Under development
The cadd-snv datasets are still being refined, and information on this page is liable to change.
cadd-snv¶
tags: deleteriousness, variant interpretation, perturbation, CADD, SNV
tl;dr¶
cadd-snv is a single-nucleotide variant modeling task, where models attempt to separate a set of ‘benign’ variants from a set of ‘deleterious’ (simulated) variants, as in the original CADD.
overview¶
Aligning a personal (i.e. real) genome to the a reference genome creates a variant call file – a list of all divergences from the reference sequence. These divergences can often be atomized into variants, as many (not all) regions of the genome are additive (i.e. non-epistatic).
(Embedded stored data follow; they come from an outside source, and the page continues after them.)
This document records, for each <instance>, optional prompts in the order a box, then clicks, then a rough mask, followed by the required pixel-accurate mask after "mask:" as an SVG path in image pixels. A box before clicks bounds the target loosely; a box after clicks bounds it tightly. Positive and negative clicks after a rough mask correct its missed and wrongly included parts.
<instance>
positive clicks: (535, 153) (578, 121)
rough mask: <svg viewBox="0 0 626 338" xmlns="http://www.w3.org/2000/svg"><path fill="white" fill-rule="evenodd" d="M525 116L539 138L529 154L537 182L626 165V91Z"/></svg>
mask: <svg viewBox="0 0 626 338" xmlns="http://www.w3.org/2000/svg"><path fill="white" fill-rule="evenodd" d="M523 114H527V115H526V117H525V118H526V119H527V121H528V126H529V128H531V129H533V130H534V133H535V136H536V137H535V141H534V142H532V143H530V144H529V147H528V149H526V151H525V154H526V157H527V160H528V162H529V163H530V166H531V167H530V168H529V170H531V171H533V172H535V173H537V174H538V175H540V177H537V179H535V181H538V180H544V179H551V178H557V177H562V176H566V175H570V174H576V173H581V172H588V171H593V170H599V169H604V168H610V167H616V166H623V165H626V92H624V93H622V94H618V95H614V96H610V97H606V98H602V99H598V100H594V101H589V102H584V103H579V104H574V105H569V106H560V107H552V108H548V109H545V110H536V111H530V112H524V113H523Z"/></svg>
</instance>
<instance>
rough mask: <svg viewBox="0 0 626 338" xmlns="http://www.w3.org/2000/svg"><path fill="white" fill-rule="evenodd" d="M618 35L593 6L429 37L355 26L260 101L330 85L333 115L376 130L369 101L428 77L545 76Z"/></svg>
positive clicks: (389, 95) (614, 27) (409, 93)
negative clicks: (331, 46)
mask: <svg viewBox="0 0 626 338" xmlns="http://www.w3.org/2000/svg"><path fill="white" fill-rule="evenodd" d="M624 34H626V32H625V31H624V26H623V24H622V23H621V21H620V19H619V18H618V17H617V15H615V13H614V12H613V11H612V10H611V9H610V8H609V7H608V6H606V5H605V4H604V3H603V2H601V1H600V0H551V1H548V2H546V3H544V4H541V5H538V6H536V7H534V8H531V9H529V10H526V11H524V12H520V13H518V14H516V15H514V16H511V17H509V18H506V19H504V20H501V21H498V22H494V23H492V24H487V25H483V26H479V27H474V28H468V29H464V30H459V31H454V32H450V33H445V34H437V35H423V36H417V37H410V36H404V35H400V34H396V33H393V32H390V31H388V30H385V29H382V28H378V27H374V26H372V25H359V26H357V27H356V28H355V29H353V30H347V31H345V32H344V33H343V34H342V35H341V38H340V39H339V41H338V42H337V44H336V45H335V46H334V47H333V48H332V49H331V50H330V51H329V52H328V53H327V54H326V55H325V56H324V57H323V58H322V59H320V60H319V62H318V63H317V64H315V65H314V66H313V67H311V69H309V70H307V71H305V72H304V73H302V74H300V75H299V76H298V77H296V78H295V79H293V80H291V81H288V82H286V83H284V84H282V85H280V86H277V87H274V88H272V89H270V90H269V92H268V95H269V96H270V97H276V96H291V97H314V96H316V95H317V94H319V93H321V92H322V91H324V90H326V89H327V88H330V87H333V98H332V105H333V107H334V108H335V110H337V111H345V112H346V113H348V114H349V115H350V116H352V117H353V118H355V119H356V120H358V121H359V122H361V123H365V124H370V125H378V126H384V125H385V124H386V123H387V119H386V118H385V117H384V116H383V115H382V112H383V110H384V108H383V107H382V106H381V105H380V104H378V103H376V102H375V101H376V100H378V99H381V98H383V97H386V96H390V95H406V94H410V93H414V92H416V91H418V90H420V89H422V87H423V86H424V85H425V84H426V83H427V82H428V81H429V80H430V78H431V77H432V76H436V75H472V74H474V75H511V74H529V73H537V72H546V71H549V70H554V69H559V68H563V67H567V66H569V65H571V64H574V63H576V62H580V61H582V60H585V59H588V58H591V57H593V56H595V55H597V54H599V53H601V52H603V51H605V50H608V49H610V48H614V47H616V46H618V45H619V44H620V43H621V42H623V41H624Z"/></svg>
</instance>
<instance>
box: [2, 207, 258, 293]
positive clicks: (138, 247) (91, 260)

Single-nucleotide variants, being the shortest and simplest type of variant (just 1 bp substitutions), have absorbed the bulk of prior variant effect research.
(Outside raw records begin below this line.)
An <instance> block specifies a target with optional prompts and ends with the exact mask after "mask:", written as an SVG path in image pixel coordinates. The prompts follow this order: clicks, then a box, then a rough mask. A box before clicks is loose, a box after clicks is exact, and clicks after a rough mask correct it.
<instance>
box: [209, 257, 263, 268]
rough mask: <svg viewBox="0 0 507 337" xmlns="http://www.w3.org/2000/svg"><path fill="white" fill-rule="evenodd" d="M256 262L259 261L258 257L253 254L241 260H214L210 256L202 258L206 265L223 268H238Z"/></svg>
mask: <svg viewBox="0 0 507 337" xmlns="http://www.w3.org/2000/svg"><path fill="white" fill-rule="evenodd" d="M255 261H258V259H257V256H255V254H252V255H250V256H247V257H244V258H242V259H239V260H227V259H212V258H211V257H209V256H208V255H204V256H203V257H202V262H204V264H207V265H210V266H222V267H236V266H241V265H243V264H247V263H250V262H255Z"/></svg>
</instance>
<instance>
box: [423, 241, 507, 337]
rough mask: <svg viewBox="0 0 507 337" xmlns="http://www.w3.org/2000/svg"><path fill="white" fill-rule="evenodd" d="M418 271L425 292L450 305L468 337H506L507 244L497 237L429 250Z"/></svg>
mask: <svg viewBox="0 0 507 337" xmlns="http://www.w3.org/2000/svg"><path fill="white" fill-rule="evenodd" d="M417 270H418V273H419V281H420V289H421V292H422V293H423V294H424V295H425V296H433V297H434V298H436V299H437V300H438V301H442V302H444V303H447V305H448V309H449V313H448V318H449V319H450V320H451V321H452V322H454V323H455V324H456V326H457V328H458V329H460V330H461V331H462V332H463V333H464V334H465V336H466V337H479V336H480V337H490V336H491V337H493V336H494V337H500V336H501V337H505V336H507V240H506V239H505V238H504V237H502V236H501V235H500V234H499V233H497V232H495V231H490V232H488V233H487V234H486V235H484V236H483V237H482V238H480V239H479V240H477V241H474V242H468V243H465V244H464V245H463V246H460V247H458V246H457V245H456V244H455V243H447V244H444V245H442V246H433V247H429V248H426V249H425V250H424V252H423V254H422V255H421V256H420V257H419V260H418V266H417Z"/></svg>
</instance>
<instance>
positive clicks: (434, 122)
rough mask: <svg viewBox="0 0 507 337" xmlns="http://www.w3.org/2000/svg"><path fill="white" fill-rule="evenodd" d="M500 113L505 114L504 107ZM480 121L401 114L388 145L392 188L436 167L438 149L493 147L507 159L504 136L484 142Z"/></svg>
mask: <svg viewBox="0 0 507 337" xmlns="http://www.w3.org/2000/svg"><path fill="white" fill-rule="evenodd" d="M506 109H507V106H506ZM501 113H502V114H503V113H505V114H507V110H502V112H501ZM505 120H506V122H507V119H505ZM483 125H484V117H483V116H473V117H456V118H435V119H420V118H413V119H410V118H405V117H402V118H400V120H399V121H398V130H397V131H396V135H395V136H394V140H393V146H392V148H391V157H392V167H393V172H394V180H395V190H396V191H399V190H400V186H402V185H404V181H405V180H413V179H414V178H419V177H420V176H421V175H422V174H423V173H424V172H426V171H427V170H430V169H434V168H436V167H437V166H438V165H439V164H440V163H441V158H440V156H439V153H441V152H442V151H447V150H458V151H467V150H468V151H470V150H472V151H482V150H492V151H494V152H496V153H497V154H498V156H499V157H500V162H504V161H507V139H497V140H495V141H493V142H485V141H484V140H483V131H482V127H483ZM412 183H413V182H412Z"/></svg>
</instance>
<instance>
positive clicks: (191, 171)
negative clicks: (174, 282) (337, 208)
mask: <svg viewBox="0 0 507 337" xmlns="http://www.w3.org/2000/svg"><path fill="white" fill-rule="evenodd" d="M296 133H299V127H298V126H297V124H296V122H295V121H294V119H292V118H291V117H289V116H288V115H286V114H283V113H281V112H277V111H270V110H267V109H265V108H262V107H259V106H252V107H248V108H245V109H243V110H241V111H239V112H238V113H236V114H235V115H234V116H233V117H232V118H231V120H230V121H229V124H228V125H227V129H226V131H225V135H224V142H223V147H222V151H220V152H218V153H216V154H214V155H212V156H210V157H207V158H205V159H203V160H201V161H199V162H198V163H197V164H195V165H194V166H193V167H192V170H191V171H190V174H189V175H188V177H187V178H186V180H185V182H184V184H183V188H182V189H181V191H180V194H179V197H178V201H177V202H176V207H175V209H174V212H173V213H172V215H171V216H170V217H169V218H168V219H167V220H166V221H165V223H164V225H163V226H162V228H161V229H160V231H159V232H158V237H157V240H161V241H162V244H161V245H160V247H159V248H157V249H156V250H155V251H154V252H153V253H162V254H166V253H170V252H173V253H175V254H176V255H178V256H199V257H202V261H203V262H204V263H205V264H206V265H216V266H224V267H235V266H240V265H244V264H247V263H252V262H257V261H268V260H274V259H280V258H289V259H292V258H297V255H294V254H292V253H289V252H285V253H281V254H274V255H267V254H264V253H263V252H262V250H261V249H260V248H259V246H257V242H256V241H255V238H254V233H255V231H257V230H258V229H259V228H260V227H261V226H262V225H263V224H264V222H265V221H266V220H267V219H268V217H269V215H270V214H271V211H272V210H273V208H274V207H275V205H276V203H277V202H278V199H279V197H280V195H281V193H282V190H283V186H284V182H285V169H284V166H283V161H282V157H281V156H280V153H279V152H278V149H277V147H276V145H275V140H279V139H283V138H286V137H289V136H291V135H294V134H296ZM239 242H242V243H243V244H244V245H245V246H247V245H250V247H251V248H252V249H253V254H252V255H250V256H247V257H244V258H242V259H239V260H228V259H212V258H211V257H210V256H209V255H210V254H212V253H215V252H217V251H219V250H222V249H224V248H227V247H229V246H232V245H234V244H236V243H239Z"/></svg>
- The original CADD model demonstrated that deleterious (or ‘evolutionarily harmful’) variants can be modeled in simulation by contrasting:
proxy benign variants: alleles derived from the human-chimp common ancestor, versus
proxy deleterious variants: simulated random mutations
This allows for the construction of an ancestrally-biased deleteriousness estimator – one independent of large-scale population databases like gnomAD. While such datasets can provide invaluable information about variant frequency (frequent variants are almost cetainly not deleterious), they themselves are often biased due to volunteerism and historical biases in medicicine.
build details¶
[Under development]
appears in¶
original citations¶
Kircher M, Witten DM, Jain P, O’Roak BJ, Cooper GM, Shendure J. A general framework for estimating the relative pathogenicity of human genetic variants. Nat Genet. 2014 Feb 2. doi: 10.1038/ng.2892. PubMed PMID: 24487276.
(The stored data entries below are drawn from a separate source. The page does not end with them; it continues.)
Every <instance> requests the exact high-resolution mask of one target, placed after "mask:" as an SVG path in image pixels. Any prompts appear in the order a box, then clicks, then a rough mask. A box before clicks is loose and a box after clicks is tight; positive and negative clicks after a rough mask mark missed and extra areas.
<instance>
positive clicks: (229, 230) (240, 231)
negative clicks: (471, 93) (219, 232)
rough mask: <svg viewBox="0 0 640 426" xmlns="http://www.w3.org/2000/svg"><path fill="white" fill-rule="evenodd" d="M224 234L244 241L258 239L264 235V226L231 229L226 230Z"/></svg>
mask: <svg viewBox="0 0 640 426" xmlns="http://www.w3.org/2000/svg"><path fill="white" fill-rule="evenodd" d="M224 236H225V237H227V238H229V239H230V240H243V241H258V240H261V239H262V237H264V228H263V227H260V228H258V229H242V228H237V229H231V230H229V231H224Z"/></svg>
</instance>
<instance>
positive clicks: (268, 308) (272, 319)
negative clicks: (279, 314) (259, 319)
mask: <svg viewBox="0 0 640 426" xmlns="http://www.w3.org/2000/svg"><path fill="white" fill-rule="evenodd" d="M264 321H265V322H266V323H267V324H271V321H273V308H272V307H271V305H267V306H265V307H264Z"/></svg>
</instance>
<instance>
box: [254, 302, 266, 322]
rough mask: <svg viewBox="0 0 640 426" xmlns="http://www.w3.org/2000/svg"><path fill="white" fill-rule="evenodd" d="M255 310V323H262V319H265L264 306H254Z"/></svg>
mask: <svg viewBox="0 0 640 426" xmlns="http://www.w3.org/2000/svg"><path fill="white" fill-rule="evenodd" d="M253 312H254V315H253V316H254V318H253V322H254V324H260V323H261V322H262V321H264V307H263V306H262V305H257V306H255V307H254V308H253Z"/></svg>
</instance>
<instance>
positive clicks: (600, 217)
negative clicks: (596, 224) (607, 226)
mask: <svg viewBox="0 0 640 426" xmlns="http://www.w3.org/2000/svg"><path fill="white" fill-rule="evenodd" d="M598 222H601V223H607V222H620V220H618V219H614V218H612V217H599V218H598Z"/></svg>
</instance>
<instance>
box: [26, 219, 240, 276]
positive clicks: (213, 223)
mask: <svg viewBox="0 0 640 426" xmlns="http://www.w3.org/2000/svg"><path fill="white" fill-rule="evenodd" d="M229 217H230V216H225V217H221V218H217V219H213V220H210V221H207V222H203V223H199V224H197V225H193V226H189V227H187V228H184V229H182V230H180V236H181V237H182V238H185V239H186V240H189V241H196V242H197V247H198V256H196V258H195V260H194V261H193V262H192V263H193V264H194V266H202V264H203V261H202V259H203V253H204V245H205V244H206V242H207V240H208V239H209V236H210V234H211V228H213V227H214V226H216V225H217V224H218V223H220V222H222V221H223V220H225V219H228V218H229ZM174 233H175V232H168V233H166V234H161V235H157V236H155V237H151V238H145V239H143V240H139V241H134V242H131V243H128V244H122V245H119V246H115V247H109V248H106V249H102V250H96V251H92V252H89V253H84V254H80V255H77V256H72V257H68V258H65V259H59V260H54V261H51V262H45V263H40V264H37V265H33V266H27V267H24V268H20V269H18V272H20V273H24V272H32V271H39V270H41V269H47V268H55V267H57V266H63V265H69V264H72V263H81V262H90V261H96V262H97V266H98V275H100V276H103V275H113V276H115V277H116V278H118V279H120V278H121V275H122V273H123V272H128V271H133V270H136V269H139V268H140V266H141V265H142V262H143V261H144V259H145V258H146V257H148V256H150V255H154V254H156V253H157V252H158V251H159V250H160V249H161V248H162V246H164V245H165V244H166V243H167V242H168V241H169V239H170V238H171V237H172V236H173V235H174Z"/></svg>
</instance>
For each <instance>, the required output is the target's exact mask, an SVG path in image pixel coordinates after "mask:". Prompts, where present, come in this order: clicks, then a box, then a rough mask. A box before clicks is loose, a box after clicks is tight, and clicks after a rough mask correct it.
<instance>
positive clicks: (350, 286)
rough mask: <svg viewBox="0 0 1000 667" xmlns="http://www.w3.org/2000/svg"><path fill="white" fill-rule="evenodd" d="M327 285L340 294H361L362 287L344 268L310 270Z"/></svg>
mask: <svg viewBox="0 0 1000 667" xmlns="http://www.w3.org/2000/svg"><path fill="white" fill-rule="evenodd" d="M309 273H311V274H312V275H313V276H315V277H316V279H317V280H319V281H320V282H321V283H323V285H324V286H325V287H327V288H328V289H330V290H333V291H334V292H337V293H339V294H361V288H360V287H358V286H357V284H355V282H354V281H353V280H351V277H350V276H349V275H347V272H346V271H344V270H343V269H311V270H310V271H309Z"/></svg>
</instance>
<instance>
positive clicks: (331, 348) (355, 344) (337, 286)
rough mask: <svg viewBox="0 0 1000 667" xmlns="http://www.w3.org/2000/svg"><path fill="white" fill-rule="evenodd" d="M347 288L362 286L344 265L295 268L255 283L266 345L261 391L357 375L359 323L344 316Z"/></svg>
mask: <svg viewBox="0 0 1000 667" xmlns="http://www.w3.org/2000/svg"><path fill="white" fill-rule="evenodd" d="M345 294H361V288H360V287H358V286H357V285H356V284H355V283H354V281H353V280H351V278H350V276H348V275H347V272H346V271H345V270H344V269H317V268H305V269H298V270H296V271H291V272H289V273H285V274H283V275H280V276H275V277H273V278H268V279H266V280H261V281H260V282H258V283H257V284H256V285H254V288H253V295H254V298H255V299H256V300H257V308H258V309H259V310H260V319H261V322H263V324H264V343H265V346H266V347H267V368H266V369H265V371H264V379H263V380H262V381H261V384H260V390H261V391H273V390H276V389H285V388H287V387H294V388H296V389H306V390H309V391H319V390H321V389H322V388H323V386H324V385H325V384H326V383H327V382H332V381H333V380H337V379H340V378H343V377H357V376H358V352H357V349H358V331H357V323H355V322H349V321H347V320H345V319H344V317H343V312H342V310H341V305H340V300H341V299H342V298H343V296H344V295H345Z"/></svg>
Rentzsch P, Witten D, Cooper GM, Shendure J, Kircher M. CADD: predicting the deleteriousness of variants throughout the human genome. Nucleic Acids Res. 2018 Oct 29. doi: 10.1093/nar/gky1016. PubMed PMID: 30371827.
Schubach M, Maass T, Nazaretyan L, Röner S, Kircher M. CADD v1.7: Using protein language models, regulatory CNNs and other nucleotide-level scores to improve genome-wide variant predictions. Nucleic Acids Res. 2024 Jan 5. doi: 10.1093/nar/gkad989. PubMed PMID: 38183205.